Doch das Power-Korn birgt auch Herausforderungen: „Am Anfang war es gar nicht so einfach, überhaupt an Saatgut heranzukommen", sagt Decker. Im Jahr 2021 gab es zudem mehrere Regenperioden, die dem Korn zu schaffen machten.
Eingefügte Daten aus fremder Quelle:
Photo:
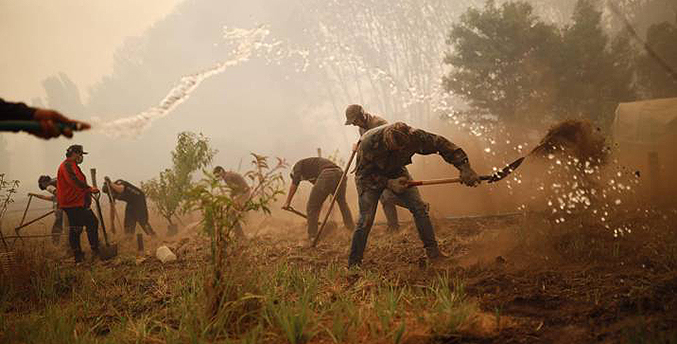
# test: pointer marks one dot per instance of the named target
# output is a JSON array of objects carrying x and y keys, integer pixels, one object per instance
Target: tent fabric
[{"x": 646, "y": 122}]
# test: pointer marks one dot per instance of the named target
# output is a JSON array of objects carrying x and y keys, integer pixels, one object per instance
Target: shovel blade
[
  {"x": 108, "y": 252},
  {"x": 505, "y": 171}
]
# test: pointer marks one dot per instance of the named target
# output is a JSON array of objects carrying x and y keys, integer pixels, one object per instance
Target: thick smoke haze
[{"x": 102, "y": 62}]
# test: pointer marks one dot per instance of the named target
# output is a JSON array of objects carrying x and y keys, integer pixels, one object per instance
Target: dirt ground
[{"x": 532, "y": 281}]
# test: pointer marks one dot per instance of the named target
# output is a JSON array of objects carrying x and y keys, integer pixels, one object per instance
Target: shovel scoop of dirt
[{"x": 578, "y": 139}]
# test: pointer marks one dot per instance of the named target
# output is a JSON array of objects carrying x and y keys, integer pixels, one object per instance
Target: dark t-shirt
[
  {"x": 309, "y": 168},
  {"x": 131, "y": 193}
]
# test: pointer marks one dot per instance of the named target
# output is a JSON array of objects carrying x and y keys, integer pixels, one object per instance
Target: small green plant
[
  {"x": 344, "y": 319},
  {"x": 220, "y": 214},
  {"x": 170, "y": 190},
  {"x": 451, "y": 307},
  {"x": 293, "y": 318},
  {"x": 7, "y": 189}
]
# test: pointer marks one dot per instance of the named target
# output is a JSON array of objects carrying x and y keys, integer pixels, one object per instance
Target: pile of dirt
[{"x": 576, "y": 138}]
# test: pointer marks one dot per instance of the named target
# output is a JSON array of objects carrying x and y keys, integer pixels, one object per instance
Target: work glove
[
  {"x": 468, "y": 176},
  {"x": 48, "y": 120}
]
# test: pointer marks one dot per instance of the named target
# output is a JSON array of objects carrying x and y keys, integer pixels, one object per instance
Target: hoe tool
[
  {"x": 292, "y": 210},
  {"x": 109, "y": 251},
  {"x": 400, "y": 184},
  {"x": 111, "y": 201}
]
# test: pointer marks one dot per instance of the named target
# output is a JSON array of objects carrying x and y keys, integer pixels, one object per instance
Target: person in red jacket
[{"x": 74, "y": 196}]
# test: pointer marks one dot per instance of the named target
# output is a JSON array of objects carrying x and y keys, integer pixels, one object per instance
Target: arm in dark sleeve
[
  {"x": 74, "y": 177},
  {"x": 428, "y": 143},
  {"x": 296, "y": 174},
  {"x": 15, "y": 111}
]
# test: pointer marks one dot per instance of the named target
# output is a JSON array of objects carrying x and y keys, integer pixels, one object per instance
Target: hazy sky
[{"x": 79, "y": 37}]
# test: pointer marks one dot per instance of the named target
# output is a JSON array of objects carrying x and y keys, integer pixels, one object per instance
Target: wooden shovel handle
[{"x": 439, "y": 181}]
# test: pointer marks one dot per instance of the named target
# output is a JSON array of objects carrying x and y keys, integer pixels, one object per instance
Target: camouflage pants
[{"x": 325, "y": 185}]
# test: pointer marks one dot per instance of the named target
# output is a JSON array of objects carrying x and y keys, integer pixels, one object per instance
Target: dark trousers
[
  {"x": 137, "y": 212},
  {"x": 388, "y": 201},
  {"x": 325, "y": 185},
  {"x": 57, "y": 227},
  {"x": 78, "y": 218},
  {"x": 368, "y": 201}
]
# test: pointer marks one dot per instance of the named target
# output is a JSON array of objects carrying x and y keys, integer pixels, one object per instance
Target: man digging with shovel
[
  {"x": 325, "y": 177},
  {"x": 136, "y": 210},
  {"x": 355, "y": 115},
  {"x": 382, "y": 156},
  {"x": 74, "y": 196}
]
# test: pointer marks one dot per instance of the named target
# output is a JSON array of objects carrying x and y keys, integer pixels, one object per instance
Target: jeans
[
  {"x": 388, "y": 202},
  {"x": 368, "y": 201},
  {"x": 57, "y": 227},
  {"x": 324, "y": 186},
  {"x": 78, "y": 218}
]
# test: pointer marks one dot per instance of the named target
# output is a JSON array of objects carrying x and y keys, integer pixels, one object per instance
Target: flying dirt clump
[{"x": 577, "y": 139}]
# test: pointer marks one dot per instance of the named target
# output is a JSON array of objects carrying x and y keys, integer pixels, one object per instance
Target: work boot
[
  {"x": 435, "y": 255},
  {"x": 392, "y": 229},
  {"x": 56, "y": 235},
  {"x": 79, "y": 256}
]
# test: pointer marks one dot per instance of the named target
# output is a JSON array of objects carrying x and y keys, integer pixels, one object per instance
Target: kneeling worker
[
  {"x": 136, "y": 210},
  {"x": 325, "y": 177}
]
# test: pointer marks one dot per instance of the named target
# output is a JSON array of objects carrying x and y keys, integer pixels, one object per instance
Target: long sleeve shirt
[
  {"x": 376, "y": 163},
  {"x": 72, "y": 190},
  {"x": 309, "y": 169}
]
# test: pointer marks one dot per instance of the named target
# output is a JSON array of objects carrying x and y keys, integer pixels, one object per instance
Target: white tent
[{"x": 646, "y": 122}]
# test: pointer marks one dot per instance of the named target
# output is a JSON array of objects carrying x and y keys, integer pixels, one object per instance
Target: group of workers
[{"x": 382, "y": 154}]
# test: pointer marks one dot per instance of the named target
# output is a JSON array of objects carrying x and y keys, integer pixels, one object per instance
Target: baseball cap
[
  {"x": 353, "y": 112},
  {"x": 75, "y": 149}
]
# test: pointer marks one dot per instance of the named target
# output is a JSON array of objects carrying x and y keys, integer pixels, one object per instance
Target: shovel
[
  {"x": 331, "y": 226},
  {"x": 109, "y": 251},
  {"x": 400, "y": 184}
]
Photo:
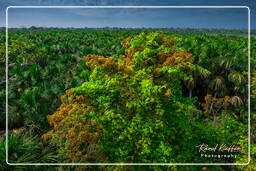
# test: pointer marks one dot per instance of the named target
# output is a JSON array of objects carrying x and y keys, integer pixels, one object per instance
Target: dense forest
[{"x": 127, "y": 96}]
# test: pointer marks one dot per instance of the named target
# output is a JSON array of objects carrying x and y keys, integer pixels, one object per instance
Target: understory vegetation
[{"x": 126, "y": 96}]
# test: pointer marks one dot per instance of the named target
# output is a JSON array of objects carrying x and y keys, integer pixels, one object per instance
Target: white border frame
[{"x": 249, "y": 112}]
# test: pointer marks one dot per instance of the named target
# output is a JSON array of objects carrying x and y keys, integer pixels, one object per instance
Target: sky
[{"x": 129, "y": 17}]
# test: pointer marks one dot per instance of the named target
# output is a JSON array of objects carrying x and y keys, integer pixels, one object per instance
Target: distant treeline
[{"x": 173, "y": 30}]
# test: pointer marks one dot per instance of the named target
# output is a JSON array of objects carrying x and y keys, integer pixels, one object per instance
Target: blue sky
[{"x": 194, "y": 18}]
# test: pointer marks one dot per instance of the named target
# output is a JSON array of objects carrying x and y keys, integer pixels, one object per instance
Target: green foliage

Der Anbau ist für die Deckers auch deshalb schwierig, weil sie als Pioniere nicht auf den Erfahrungsschatz anderer Bauern zurückgreifen können. Und auch in der Direktvermarktung lief nicht immer alles glatt: Pandemiebedingt bestellte die Gastronomie viel weniger Kinoa als erwartet.

Insgesamt aber ist Johannes Decker zufrieden. Die Ausdauer hat sich gelohnt: Mittlerweile wächst das Korn in Stommeln auf sieben Hektar. Im August ist Erntezeit, dann blühen die hohen Pflanzen gold-gelb auf dem Feld. „Wenn sich die Quinoa im Wind hin- und herbewegen, hat das etwas Meditatives“, sagt er.

11.843 Kilometer
reist Quinoa vom Anbaugebiet Bolivien nach Köln.
Quelle: Feldhelden Rheinland

2.300 Tonnen
Quinoa wurden im Jahr 2018 aus Bolivien nach Deutschland importiert.